This could be a long post as I'm going to try to wrap up my current thought process in this one - I need to spend more time figuring out how life is going to work with this new addition!
So what happens when the current generation of traditional animators retire or die? When we lose those people who drew every single day for longer than they did pretty much anything else in their lives? Those people who lived 'practice makes perfect'?
Well, Andy said - the death of animation happens.
In so many ways, yes, yes, yes. Decay sets in, those skills and training die over time and there is a massive decline in animation ability. It's that simple and seems blindingly obvious. You can only learn so much in college - most animators will tell you they learned more in three months (or even three weeks) in a studio than they did in three years in college. Theory only gets you to the starting point. Practice does make perfect. Influence and teachings from people who have put in years of that practice guides that practice. Take that away, and a generation later you'll see that decay set in.
Aaron over at Cold Hard Flash did make some good points however when Brad Bird made those comments. Firstly, Flash has brought animation production back to the US, UK, Ireland, Canada and other countries that otherwise wouldn't have any. This is very true, though I would be skeptical about how long that will last. Aaron also mentions the amount of independent animation that is now being produced, some of which is excellent. He goes so far as to call it a new "golden age". And you know what? He's right. He's absolutely right. Flash has opened up possibilities like nothing else before it. Have an idea? You can make a film in Flash about it.
But is that a golden age for animation as in the actual animation itself? Or a golden age of animated realisations of ideas?

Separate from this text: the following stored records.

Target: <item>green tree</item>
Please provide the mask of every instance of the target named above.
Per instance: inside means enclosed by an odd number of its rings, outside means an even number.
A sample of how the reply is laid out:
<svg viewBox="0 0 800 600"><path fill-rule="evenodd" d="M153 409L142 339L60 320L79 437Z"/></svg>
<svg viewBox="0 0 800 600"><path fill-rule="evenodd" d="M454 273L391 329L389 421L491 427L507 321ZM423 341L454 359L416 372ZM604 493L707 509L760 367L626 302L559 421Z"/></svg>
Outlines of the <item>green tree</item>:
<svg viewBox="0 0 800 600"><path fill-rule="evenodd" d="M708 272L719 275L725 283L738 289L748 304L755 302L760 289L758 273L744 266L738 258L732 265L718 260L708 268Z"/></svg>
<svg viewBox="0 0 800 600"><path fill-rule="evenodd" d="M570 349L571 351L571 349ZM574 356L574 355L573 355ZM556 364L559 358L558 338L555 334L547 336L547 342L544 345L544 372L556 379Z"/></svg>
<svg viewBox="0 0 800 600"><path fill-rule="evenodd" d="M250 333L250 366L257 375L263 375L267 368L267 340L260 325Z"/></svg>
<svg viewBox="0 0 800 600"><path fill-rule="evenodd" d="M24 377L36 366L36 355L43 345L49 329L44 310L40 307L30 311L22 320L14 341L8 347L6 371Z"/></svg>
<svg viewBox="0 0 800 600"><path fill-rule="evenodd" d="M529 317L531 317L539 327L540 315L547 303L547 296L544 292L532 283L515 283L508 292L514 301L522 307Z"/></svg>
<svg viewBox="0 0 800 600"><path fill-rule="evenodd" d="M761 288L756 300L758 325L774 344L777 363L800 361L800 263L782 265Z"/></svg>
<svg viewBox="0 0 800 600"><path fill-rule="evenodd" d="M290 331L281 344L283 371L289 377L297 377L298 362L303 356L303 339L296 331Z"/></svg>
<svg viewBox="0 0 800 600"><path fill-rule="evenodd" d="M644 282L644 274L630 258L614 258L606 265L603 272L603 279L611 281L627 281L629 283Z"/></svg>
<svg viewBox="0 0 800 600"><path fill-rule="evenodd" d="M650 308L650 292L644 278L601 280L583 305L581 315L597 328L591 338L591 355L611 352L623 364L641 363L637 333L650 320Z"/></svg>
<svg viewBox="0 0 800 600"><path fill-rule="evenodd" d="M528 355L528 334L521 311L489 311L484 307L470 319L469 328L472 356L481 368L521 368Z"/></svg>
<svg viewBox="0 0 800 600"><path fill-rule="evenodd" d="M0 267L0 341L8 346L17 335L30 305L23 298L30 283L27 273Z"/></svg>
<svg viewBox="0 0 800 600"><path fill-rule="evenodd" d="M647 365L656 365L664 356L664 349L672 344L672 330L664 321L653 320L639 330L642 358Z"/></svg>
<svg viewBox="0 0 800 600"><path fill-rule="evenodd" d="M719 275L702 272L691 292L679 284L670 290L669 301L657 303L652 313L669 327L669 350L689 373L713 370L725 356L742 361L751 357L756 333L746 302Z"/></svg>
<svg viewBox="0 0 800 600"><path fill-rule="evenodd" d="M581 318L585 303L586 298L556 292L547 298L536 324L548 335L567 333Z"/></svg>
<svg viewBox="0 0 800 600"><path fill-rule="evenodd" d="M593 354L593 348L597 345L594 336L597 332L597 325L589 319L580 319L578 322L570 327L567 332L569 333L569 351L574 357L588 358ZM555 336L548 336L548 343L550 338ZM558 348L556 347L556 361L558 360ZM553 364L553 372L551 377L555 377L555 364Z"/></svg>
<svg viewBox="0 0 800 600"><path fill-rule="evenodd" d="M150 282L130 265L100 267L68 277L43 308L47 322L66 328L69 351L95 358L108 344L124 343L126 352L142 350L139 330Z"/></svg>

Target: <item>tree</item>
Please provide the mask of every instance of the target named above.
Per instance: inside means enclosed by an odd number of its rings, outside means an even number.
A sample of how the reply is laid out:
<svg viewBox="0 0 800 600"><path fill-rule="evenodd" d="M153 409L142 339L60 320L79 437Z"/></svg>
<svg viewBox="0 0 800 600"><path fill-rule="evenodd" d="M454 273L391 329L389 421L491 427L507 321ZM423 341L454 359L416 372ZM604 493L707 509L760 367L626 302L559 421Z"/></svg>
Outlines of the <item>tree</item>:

The latter is important and its impact and the opportunities it opens up should definitely be recognised and even celebrated. But, even though Flash and 3D offer their own sets of skills, it is not a golden age for the craft.

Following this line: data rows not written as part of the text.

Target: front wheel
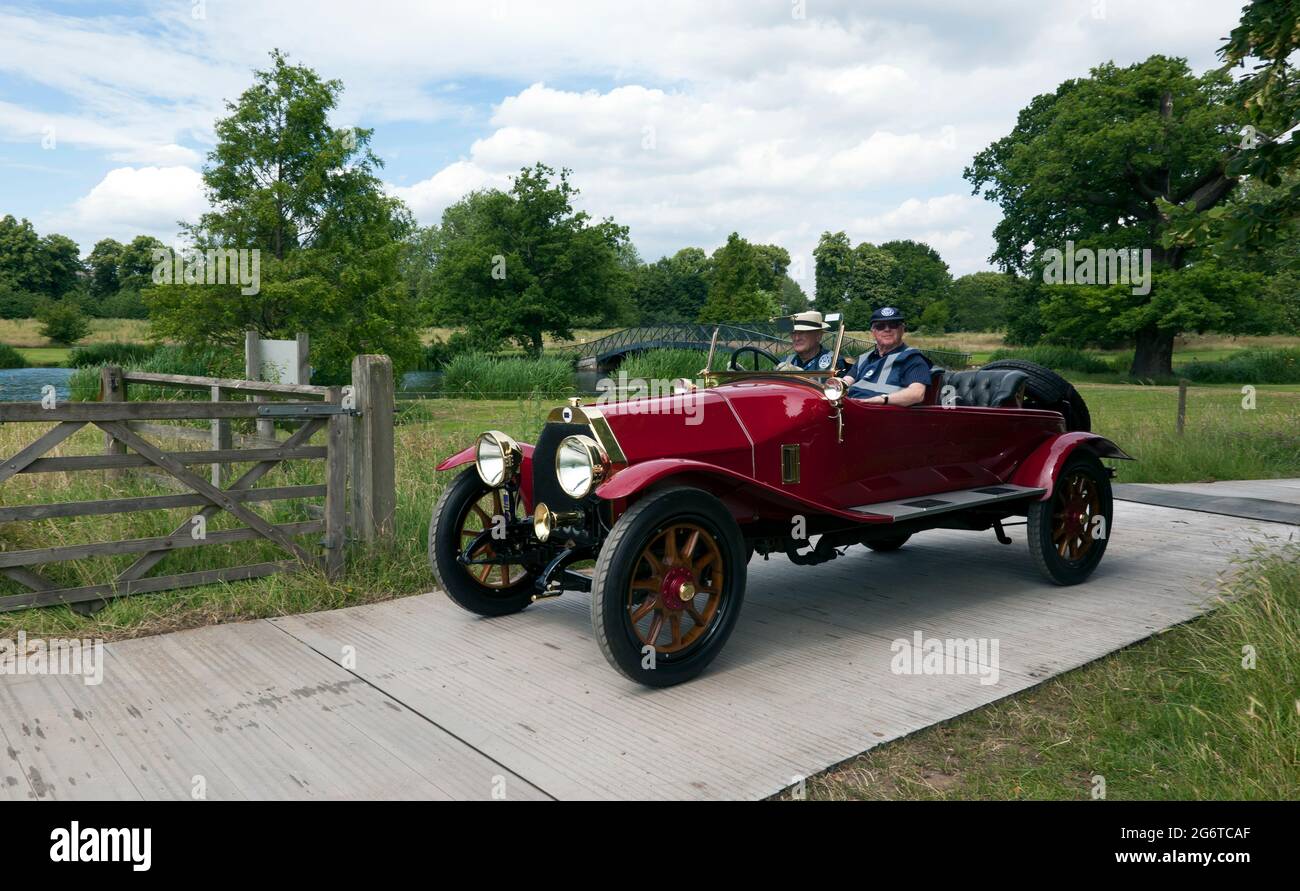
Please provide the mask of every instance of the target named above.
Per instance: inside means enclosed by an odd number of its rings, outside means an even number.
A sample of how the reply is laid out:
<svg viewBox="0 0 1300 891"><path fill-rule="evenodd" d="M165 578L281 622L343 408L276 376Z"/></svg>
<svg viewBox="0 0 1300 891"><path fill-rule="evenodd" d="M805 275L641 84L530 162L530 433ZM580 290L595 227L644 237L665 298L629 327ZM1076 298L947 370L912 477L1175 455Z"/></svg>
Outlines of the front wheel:
<svg viewBox="0 0 1300 891"><path fill-rule="evenodd" d="M906 535L895 535L893 538L873 539L865 542L865 544L867 547L871 548L871 550L877 552L896 551L903 545L907 544L907 540L911 537L912 533L909 532Z"/></svg>
<svg viewBox="0 0 1300 891"><path fill-rule="evenodd" d="M429 520L429 565L447 596L480 616L517 613L533 599L533 579L528 570L509 563L461 563L461 552L493 526L494 517L513 519L514 505L506 509L508 493L483 482L473 467L456 477L433 509ZM499 521L497 521L499 522ZM471 560L496 556L491 539L482 541Z"/></svg>
<svg viewBox="0 0 1300 891"><path fill-rule="evenodd" d="M592 577L591 625L609 664L649 687L702 672L740 615L745 558L740 527L708 492L667 489L632 505Z"/></svg>
<svg viewBox="0 0 1300 891"><path fill-rule="evenodd" d="M1056 478L1052 497L1029 506L1029 551L1058 585L1077 585L1097 568L1111 534L1110 476L1097 457L1075 452Z"/></svg>

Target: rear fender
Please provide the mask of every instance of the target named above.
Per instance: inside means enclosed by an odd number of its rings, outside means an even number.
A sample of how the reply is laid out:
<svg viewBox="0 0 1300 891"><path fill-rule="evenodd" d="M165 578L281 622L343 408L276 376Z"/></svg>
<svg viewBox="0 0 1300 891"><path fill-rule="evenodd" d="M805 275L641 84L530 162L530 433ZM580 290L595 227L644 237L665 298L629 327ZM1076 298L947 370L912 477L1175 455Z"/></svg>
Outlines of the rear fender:
<svg viewBox="0 0 1300 891"><path fill-rule="evenodd" d="M1132 455L1126 454L1123 449L1104 436L1082 431L1061 433L1040 445L1030 453L1028 458L1021 461L1009 482L1017 486L1045 489L1039 501L1046 501L1052 497L1052 489L1056 486L1056 478L1061 468L1076 449L1084 449L1098 458L1134 460Z"/></svg>
<svg viewBox="0 0 1300 891"><path fill-rule="evenodd" d="M453 470L466 464L473 464L476 445L444 458L434 470ZM523 452L523 460L519 465L519 494L524 497L524 507L531 514L533 512L533 447L526 442L521 442L519 451Z"/></svg>

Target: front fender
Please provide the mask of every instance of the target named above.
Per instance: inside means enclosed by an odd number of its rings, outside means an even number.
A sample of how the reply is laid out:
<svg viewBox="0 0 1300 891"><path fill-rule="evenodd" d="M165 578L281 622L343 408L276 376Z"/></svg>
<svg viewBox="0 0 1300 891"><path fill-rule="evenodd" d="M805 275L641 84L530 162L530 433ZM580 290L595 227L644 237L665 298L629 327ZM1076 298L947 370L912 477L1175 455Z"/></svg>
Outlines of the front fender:
<svg viewBox="0 0 1300 891"><path fill-rule="evenodd" d="M1017 486L1029 486L1033 489L1045 489L1039 501L1052 497L1056 477L1069 460L1075 449L1087 449L1098 458L1118 458L1123 461L1134 460L1132 455L1115 445L1104 436L1095 433L1062 433L1040 445L1029 457L1020 462L1010 482Z"/></svg>
<svg viewBox="0 0 1300 891"><path fill-rule="evenodd" d="M606 501L617 501L635 495L659 480L682 474L703 474L728 480L744 486L757 501L778 504L795 510L808 511L814 514L829 514L841 519L852 520L855 523L893 522L892 517L880 514L846 511L831 505L818 504L815 501L809 501L807 498L801 498L793 492L786 492L775 486L769 486L767 483L759 482L753 477L732 470L729 467L721 467L717 464L695 461L690 458L656 458L652 461L633 464L631 467L620 470L609 480L597 486L596 495Z"/></svg>
<svg viewBox="0 0 1300 891"><path fill-rule="evenodd" d="M475 446L462 449L454 455L444 458L434 470L452 470L466 464L474 463ZM524 497L524 507L529 513L533 510L533 447L526 442L519 443L523 458L519 462L519 494Z"/></svg>

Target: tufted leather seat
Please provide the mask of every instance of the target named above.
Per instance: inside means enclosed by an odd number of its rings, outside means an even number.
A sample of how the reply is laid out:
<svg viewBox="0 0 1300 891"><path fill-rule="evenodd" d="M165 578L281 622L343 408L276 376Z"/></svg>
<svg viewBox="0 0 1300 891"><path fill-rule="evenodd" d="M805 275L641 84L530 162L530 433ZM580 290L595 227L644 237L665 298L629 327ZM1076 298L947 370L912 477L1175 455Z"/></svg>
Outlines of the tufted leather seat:
<svg viewBox="0 0 1300 891"><path fill-rule="evenodd" d="M1029 376L1012 368L990 371L958 371L944 380L956 388L958 405L981 408L1019 406L1024 400Z"/></svg>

If you have any doubts as to the importance that drawing plays in either of those, ask yourself why the best people sketch what they want before they actually make it move in Flash or 3D. Consider what can be explored in a good, finished drawing. And what can be learned by creating one.
And what you lose if you're not doing 7,000 a year for every day you work.
But Aaron from CHF also put me up to it, as does Humphrey in the comments - what do I suggest?
A damn good question.
What do I suggest? I have no idea. Every way I look at it, it seems to me that with the way things have gone, things right now, with many of us getting work in Flash or 3D, it's actually as good as it can be in the current climate. I can think of no way to rescue the craft. I don't come with a solution. I come empty-handed.
And that is why the future is so bleak.
This decay will happen. And this is as good as it gets.
Of course, there's always nostalgia and people will come and try to mimic what was done in the past. But, having lost those traditional animators, not having put in that intense practice, those studies that come from simply doing your job in even cheap traditional animation, people will start from scratch not by trying to relearn the process, but by just looking at what they grew up with as a child and trying to mimic what they see on the surface.
That already happens now. Imagine what that will be like in 30 years time. 40 years. 50.
If my zombie corpse rose up to see Disney's Tai-Chi Platypus, I'd be weeping. But with joy? No. Of course not. I'd weep a single dramatic tear and then shuffle off to eat somebody's brains.
And, compared with animation, I think that's a pretty bright future to look forward to.